I started to look at this and immediately found out that the above
blithe sketch has nothing to do with reality. The problem is that
the current parser location mechanism stores locations only for
nodes that appear in raw grammar trees (gram.y output), *not* in
analyzed expressions (transformExpr output). This was an intentional
choice based on a couple of factors:

* Once we no longer have the parser input string available, the location
information would be just so much wasted space.

* It would add a weird special case to the equalfuncs.c routines:
should location fields be compared? (Probably not, but it seems a bit
unprincipled to ignore them.) And other places might have comparable
uncertainties what to do with 'em.

We'd need to either go back on that decision or pass in location
information separately to select_common_type. I think I prefer the
latter, but it's messier.

(On the third hand, you could make a case that including location
info in analyzed expressions makes it feasible to point at problems
detected at higher levels of analyze.c than just the first-level
transformExpr() call. select_common_type's problem could be seen
as just one aspect of what might be a widespread need.)

Another problem is that only a rather small subset of raw-grammar
expression node types actually carry locations at all. I had always
intended to go back and extend that, but it's not done yet. One reason
it's not done is that currently a lot of expression node types are used
for both raw-grammar output and analyzed expressions, which brings us
right back up against the issue above.
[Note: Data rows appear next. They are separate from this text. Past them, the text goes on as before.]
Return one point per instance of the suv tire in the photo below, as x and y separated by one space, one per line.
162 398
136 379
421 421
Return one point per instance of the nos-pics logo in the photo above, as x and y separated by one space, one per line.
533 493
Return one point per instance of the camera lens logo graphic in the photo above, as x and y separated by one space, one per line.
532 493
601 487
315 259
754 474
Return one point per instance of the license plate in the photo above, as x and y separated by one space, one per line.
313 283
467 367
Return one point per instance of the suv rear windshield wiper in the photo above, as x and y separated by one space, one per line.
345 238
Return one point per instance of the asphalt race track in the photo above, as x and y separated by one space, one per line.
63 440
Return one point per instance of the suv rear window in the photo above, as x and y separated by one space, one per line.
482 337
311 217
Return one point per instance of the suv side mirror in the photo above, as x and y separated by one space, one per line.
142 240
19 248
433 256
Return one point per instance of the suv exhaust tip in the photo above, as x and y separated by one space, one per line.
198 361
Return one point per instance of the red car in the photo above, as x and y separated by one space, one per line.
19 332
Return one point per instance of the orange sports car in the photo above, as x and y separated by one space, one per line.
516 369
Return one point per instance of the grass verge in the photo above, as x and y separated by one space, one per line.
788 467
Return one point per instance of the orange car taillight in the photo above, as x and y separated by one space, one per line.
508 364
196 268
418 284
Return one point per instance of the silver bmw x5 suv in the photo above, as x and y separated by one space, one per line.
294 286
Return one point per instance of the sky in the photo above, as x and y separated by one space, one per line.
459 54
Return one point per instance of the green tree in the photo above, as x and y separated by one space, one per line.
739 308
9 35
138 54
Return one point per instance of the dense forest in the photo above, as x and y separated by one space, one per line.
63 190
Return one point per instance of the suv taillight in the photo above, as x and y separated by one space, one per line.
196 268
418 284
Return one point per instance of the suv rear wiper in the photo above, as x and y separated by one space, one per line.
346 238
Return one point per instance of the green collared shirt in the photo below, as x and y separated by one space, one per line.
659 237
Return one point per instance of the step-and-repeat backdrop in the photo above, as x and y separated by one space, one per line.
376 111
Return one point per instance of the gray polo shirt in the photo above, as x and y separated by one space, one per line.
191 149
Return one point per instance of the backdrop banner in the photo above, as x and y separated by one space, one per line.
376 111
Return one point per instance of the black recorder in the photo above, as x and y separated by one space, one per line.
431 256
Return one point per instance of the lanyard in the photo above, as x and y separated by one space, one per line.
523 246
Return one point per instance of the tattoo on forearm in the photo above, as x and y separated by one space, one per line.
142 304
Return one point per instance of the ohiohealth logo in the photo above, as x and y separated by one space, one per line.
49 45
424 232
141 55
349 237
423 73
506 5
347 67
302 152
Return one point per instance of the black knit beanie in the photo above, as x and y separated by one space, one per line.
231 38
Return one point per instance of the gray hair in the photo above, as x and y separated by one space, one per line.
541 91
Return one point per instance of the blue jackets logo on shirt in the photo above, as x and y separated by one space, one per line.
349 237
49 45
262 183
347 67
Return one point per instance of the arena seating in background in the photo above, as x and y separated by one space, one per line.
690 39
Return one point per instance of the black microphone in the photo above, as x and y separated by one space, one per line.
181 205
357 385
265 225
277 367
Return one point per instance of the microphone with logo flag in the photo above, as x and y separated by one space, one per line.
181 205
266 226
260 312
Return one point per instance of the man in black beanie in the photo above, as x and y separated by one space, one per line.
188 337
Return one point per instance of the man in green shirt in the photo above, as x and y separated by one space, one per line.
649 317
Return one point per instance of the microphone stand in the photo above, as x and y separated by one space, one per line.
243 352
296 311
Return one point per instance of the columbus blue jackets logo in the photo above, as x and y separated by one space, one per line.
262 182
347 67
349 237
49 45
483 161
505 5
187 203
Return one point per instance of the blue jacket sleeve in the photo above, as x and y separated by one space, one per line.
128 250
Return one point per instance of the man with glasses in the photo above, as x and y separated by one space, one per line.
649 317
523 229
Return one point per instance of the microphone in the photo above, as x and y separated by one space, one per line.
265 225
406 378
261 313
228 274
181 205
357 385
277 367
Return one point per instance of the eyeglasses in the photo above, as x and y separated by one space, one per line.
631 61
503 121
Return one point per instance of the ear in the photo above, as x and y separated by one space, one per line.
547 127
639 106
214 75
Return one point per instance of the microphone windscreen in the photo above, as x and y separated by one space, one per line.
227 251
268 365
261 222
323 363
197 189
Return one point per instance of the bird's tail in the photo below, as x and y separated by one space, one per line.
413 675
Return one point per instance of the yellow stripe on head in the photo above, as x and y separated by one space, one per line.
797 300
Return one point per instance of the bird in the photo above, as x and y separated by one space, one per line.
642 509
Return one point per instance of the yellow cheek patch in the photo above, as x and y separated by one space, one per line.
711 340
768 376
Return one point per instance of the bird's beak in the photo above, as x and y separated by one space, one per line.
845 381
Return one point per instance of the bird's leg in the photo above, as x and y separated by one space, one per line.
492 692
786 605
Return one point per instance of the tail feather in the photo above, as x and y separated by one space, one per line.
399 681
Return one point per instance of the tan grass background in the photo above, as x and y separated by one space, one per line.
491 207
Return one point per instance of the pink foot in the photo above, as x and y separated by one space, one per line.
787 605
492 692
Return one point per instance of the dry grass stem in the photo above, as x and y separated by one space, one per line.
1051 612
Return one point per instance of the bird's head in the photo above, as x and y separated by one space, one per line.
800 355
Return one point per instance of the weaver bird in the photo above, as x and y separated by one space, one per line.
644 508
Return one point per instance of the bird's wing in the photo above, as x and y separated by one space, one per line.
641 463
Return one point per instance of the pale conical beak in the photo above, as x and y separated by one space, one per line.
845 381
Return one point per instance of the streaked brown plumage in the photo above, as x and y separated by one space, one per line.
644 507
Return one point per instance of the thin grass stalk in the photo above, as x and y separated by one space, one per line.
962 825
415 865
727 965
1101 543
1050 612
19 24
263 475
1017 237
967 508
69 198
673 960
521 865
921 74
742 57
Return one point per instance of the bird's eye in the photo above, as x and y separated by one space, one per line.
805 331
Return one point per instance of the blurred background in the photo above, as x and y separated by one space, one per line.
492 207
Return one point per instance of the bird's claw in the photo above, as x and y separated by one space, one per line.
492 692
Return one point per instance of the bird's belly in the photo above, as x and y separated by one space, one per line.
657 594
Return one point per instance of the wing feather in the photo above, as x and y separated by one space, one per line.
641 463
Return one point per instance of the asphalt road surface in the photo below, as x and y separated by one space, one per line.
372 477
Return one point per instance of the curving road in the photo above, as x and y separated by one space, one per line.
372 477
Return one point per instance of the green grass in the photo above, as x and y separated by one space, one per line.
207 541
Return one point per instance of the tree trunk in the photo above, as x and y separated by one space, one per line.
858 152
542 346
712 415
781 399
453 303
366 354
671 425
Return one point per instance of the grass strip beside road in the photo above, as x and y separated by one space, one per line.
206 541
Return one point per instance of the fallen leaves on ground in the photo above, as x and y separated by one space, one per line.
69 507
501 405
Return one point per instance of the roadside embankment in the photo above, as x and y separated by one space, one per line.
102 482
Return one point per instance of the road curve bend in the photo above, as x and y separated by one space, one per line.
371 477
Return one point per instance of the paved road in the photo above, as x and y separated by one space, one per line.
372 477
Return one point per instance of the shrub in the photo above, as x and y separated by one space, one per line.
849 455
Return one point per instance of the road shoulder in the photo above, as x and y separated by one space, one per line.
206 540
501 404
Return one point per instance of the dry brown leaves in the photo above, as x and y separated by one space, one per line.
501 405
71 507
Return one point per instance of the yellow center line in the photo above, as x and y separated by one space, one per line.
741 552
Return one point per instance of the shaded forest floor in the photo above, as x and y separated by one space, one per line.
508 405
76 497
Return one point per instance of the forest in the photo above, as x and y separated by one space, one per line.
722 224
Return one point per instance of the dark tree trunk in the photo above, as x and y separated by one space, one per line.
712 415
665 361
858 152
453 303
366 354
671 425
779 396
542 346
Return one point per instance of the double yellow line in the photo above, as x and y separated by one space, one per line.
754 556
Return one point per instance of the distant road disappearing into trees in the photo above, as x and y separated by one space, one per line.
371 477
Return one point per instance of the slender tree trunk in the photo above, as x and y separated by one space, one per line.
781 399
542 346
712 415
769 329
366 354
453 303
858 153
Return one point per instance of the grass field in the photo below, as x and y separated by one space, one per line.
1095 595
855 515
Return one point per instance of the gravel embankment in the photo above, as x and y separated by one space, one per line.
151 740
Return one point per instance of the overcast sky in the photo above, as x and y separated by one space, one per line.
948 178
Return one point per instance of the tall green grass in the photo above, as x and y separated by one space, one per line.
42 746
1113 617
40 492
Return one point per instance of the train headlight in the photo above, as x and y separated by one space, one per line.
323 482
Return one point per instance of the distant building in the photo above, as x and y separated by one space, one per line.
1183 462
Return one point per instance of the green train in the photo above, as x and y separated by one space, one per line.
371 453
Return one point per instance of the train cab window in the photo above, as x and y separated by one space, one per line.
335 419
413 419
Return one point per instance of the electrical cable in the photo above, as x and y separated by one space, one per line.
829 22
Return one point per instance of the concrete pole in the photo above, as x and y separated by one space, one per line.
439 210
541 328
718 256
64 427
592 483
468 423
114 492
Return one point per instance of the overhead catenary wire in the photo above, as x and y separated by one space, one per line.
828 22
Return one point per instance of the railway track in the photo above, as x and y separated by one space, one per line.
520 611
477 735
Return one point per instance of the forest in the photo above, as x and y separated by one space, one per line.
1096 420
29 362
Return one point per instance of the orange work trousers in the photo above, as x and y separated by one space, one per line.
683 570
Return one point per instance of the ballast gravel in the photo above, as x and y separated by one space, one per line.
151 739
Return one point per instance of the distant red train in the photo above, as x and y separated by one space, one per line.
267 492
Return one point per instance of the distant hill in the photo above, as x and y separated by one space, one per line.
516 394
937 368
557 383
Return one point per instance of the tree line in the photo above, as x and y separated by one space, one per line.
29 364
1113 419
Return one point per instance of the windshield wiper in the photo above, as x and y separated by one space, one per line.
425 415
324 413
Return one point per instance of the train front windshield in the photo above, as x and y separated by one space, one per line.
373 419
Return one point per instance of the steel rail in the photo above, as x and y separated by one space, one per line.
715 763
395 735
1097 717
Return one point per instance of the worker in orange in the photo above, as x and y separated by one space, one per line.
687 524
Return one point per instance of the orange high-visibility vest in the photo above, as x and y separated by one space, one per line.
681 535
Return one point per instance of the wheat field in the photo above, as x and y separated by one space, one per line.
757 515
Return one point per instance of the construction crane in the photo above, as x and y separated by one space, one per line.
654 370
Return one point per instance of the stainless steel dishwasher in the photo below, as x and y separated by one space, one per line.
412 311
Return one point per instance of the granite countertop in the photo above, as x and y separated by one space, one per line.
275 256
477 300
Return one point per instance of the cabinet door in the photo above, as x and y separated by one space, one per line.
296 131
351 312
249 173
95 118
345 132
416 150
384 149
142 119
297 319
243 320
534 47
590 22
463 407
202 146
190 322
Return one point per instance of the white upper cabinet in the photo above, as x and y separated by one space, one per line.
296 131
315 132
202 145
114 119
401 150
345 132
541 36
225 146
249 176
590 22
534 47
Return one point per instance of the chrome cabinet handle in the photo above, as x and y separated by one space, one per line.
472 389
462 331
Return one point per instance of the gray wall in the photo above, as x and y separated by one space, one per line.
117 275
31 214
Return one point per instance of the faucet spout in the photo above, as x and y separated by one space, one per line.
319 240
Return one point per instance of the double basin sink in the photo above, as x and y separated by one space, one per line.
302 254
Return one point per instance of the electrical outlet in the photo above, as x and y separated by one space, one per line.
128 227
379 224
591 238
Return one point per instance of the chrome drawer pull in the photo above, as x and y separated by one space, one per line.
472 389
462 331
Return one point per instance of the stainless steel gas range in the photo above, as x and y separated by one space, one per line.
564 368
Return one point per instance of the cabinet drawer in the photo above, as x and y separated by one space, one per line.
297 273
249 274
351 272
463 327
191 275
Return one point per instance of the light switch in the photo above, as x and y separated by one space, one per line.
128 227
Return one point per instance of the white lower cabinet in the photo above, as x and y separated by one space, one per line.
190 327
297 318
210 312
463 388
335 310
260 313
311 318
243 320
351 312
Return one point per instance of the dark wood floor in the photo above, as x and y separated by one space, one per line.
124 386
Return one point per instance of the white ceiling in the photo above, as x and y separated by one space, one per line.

I'd be inclined to fix that by
extending AExpr even more, and/or inventing an analogous raw-grammar
node type for things that take variable numbers of arguments, but
still it's more work.

So this is all eminently do-able but it seems too much to be tackling
during commit fest. I'd like to throw this item back on the TODO list.

Or we could apply Peter's patch more or less as-is, but I don't like
that. I don't think it solves the stated problem: if you know that CASE
branches 3 and 5 don't match, that still doesn't help you in a monster
query with lots of CASEs. I think we can and must do better.